Multi-Stage Pipeline Example

User Fitness Profile
        |
        v
[Stage 1] dspy.ChainOfThought(GeneratePlanSignature)
          LM: Grok-4 via OpenRouter (32K tokens)
          Output: WorkPlanLLM (Pydantic model)
        |
        v
[Stage 2] dspy.ChainOfThought(GenerateWeeklyTasksSignature)  x N cycles
          LM: Grok-4 via OpenRouter (24K tokens)
          Input includes: previous sessions for balance
        |
        v
[Stage 3] dspy.ChainOfThought(GenerateSingleSessionSignature)  x N sessions
          LM: Claude Sonnet 4.5 (8K tokens)
          Input includes: all prior sessions that week
        |
        v
[Stage 4] dspy.Predict(ParsePrescriptionSignature)
          LM: Claude Haiku 4.5 (4K tokens)
          Parses "3x5 @ RPE 8" into structured sets
        |
        v
[Enrichment] Vector search matches exercises to canonical library
             (Not DSPy — deterministic code using pgvector)

Key DSPy features used:

dspy.ChainOfThought for reasoning-heavy stages (planning, session design)
dspy.Predict for simpler tasks (prescription parsing, exercise enrichment)
dspy.context(lm=...) for per-stage model routing
Pydantic OutputField types for guaranteed structured outputs

Key Terms Glossary

Term	Definition
Signature	A typed class defining LLM inputs/outputs.

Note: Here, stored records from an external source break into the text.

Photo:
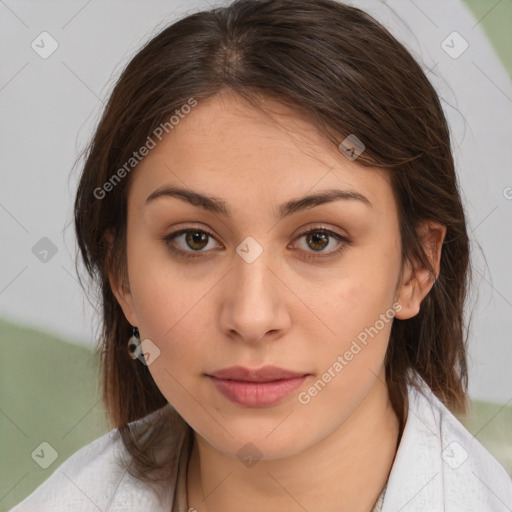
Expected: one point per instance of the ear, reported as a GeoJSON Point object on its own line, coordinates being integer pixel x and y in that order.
{"type": "Point", "coordinates": [120, 285]}
{"type": "Point", "coordinates": [416, 280]}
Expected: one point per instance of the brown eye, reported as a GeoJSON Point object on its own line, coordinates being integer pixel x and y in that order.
{"type": "Point", "coordinates": [317, 240]}
{"type": "Point", "coordinates": [196, 240]}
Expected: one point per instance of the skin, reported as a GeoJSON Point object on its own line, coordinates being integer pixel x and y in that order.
{"type": "Point", "coordinates": [215, 311]}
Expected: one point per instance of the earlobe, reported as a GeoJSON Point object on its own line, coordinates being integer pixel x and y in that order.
{"type": "Point", "coordinates": [417, 281]}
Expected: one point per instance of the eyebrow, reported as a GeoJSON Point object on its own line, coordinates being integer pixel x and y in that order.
{"type": "Point", "coordinates": [216, 205]}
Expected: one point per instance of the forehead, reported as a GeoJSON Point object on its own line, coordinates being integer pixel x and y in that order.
{"type": "Point", "coordinates": [227, 147]}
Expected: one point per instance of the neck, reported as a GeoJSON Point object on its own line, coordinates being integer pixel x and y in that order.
{"type": "Point", "coordinates": [346, 471]}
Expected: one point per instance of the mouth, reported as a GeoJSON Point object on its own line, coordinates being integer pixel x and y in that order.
{"type": "Point", "coordinates": [256, 387]}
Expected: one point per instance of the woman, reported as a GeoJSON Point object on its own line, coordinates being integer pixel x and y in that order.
{"type": "Point", "coordinates": [270, 209]}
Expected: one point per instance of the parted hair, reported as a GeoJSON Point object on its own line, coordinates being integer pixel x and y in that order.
{"type": "Point", "coordinates": [345, 72]}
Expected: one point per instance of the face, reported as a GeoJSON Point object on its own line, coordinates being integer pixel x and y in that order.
{"type": "Point", "coordinates": [260, 284]}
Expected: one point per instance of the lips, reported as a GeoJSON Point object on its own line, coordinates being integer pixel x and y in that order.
{"type": "Point", "coordinates": [265, 374]}
{"type": "Point", "coordinates": [256, 387]}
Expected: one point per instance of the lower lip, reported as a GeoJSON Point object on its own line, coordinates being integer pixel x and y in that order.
{"type": "Point", "coordinates": [257, 394]}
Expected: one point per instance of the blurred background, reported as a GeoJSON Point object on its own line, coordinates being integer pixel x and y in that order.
{"type": "Point", "coordinates": [58, 62]}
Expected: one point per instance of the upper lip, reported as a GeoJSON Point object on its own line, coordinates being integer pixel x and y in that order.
{"type": "Point", "coordinates": [264, 374]}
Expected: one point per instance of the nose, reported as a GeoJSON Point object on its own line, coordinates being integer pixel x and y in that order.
{"type": "Point", "coordinates": [253, 302]}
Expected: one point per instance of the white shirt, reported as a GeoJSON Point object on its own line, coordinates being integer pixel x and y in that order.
{"type": "Point", "coordinates": [439, 467]}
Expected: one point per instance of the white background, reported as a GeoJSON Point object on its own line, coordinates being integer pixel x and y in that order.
{"type": "Point", "coordinates": [49, 107]}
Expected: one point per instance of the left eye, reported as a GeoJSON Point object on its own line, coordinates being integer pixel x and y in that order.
{"type": "Point", "coordinates": [319, 239]}
{"type": "Point", "coordinates": [197, 240]}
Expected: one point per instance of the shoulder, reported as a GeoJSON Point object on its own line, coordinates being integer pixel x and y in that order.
{"type": "Point", "coordinates": [94, 478]}
{"type": "Point", "coordinates": [440, 465]}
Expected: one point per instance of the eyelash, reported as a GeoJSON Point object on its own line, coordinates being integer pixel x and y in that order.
{"type": "Point", "coordinates": [167, 240]}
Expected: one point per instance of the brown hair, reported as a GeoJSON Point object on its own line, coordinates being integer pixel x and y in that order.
{"type": "Point", "coordinates": [347, 74]}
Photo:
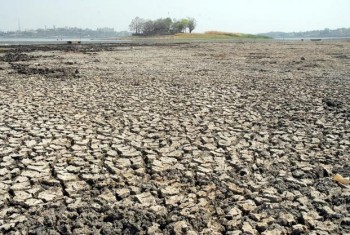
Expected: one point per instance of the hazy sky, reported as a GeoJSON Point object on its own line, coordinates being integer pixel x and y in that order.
{"type": "Point", "coordinates": [246, 16]}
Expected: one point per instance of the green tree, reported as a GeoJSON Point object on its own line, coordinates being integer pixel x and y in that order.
{"type": "Point", "coordinates": [137, 25]}
{"type": "Point", "coordinates": [191, 24]}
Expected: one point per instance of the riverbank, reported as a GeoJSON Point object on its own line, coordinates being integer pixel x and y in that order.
{"type": "Point", "coordinates": [180, 138]}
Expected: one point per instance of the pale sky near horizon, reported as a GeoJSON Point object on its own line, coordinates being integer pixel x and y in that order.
{"type": "Point", "coordinates": [245, 16]}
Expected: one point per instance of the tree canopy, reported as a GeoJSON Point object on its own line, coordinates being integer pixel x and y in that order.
{"type": "Point", "coordinates": [162, 26]}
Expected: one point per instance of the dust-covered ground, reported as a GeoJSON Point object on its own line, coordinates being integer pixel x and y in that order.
{"type": "Point", "coordinates": [197, 138]}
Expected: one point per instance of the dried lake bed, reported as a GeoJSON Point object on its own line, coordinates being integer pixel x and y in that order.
{"type": "Point", "coordinates": [175, 138]}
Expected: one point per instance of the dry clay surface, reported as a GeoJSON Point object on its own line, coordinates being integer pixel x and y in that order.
{"type": "Point", "coordinates": [199, 138]}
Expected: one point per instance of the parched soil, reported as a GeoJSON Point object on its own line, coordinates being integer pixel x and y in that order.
{"type": "Point", "coordinates": [196, 138]}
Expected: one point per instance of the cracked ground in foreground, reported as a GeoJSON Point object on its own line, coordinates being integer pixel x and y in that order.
{"type": "Point", "coordinates": [200, 138]}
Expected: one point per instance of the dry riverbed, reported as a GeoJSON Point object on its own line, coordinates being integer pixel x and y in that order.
{"type": "Point", "coordinates": [197, 138]}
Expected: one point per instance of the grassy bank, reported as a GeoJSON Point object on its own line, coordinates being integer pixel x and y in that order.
{"type": "Point", "coordinates": [210, 35]}
{"type": "Point", "coordinates": [218, 35]}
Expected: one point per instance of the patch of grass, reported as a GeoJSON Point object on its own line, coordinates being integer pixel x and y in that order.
{"type": "Point", "coordinates": [218, 35]}
{"type": "Point", "coordinates": [207, 36]}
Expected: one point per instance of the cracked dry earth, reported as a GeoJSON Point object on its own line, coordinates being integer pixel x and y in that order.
{"type": "Point", "coordinates": [199, 138]}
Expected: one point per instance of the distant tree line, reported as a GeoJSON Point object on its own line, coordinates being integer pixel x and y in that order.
{"type": "Point", "coordinates": [341, 32]}
{"type": "Point", "coordinates": [162, 26]}
{"type": "Point", "coordinates": [66, 32]}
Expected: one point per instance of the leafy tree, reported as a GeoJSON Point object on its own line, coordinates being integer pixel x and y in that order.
{"type": "Point", "coordinates": [162, 25]}
{"type": "Point", "coordinates": [137, 25]}
{"type": "Point", "coordinates": [148, 27]}
{"type": "Point", "coordinates": [191, 24]}
{"type": "Point", "coordinates": [179, 26]}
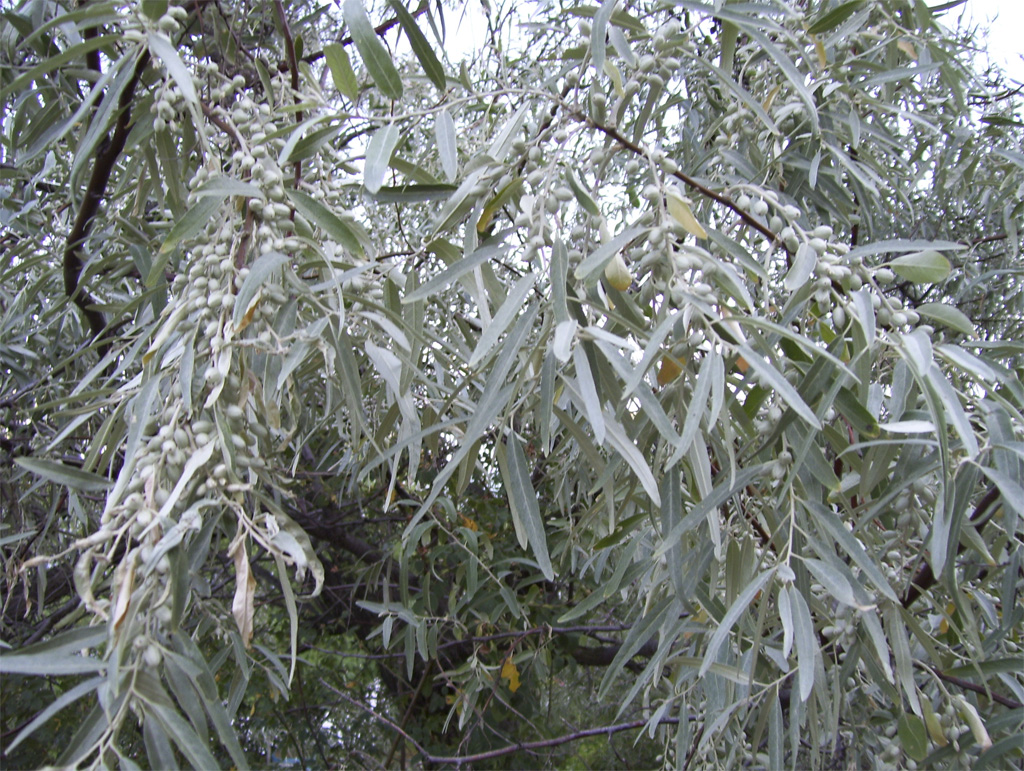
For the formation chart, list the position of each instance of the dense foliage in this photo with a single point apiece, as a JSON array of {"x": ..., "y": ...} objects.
[{"x": 626, "y": 384}]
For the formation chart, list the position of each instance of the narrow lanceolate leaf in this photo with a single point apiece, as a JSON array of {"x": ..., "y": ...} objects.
[
  {"x": 163, "y": 49},
  {"x": 428, "y": 59},
  {"x": 379, "y": 156},
  {"x": 952, "y": 317},
  {"x": 834, "y": 17},
  {"x": 929, "y": 266},
  {"x": 625, "y": 446},
  {"x": 731, "y": 616},
  {"x": 807, "y": 643},
  {"x": 773, "y": 378},
  {"x": 341, "y": 71},
  {"x": 335, "y": 226},
  {"x": 446, "y": 143},
  {"x": 588, "y": 389},
  {"x": 512, "y": 305},
  {"x": 264, "y": 266},
  {"x": 375, "y": 55},
  {"x": 803, "y": 266},
  {"x": 524, "y": 505},
  {"x": 194, "y": 221},
  {"x": 680, "y": 210}
]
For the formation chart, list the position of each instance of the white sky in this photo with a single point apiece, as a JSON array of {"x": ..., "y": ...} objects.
[
  {"x": 1006, "y": 36},
  {"x": 1005, "y": 19}
]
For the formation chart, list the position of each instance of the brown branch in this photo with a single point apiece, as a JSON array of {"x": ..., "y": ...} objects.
[
  {"x": 685, "y": 178},
  {"x": 542, "y": 743},
  {"x": 110, "y": 150},
  {"x": 293, "y": 65},
  {"x": 380, "y": 30}
]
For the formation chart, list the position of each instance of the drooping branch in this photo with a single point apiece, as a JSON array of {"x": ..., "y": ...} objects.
[
  {"x": 111, "y": 148},
  {"x": 684, "y": 178},
  {"x": 925, "y": 577}
]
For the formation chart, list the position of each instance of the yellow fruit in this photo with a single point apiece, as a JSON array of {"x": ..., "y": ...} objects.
[{"x": 670, "y": 369}]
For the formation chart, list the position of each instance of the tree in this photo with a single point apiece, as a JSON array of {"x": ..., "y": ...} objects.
[{"x": 644, "y": 380}]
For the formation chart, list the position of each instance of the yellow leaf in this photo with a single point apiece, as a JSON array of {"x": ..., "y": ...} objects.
[
  {"x": 243, "y": 606},
  {"x": 680, "y": 210},
  {"x": 510, "y": 673}
]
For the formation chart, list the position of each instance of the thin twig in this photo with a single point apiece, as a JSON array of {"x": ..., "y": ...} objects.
[
  {"x": 293, "y": 65},
  {"x": 685, "y": 178},
  {"x": 110, "y": 151}
]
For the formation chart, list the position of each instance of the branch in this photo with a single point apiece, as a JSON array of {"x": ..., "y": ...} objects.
[
  {"x": 925, "y": 579},
  {"x": 380, "y": 30},
  {"x": 294, "y": 67},
  {"x": 111, "y": 150},
  {"x": 541, "y": 743},
  {"x": 968, "y": 685}
]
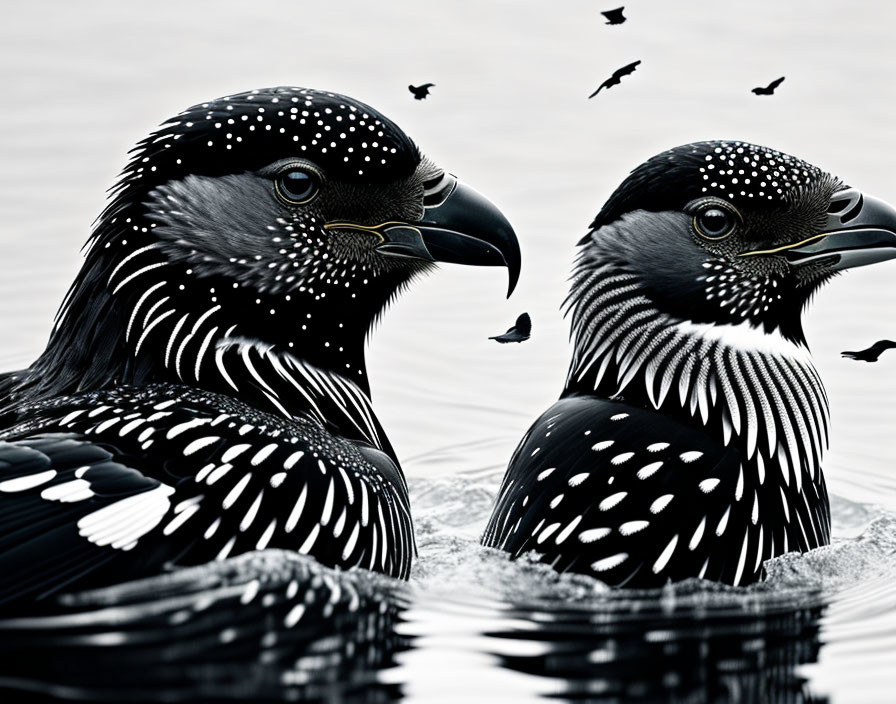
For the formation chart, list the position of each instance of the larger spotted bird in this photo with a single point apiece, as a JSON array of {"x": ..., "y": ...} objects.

The "function signature" of an LLM call.
InputField	A typed input parameter that gets sent to the LLM as part of the prompt.
OutputField	A typed output parameter that the LLM must produce. Can be a string or Pydantic model.
Module	A class that composes one or more predictors into a pipeline. Subclass of `dspy.Module`.
Predictor	A wrapper around a Signature that defines HOW the LLM should approach the task (basic, chain-of-thought, ReAct).
dspy.Predict	Simplest predictor — direct input/output, no reasoning step.
dspy.ChainOfThought	Predictor that adds automatic "reasoning" before producing output. Better for complex tasks.
dspy.ReAct	Predictor that enables tool use — the LLM can call functions, observe results, and iterate.
dspy.context	Context manager to temporarily override the LM, temperature, or other settings for a block of code.
dspy.configure	Set the default LM and global settings.
LM	A language model instance (`dspy.LM("provider/model")`). Uses LiteLLM for multi-provider support.
Optimizer	DSPy can algorithmically optimize prompts by trying variations and measuring output quality. Advanced feature.
Teleprompter	Legacy name for DSPy optimizers. You may see this in older docs.
Compiled program	A DSPy module after optimization — the prompts have been tuned for best performance.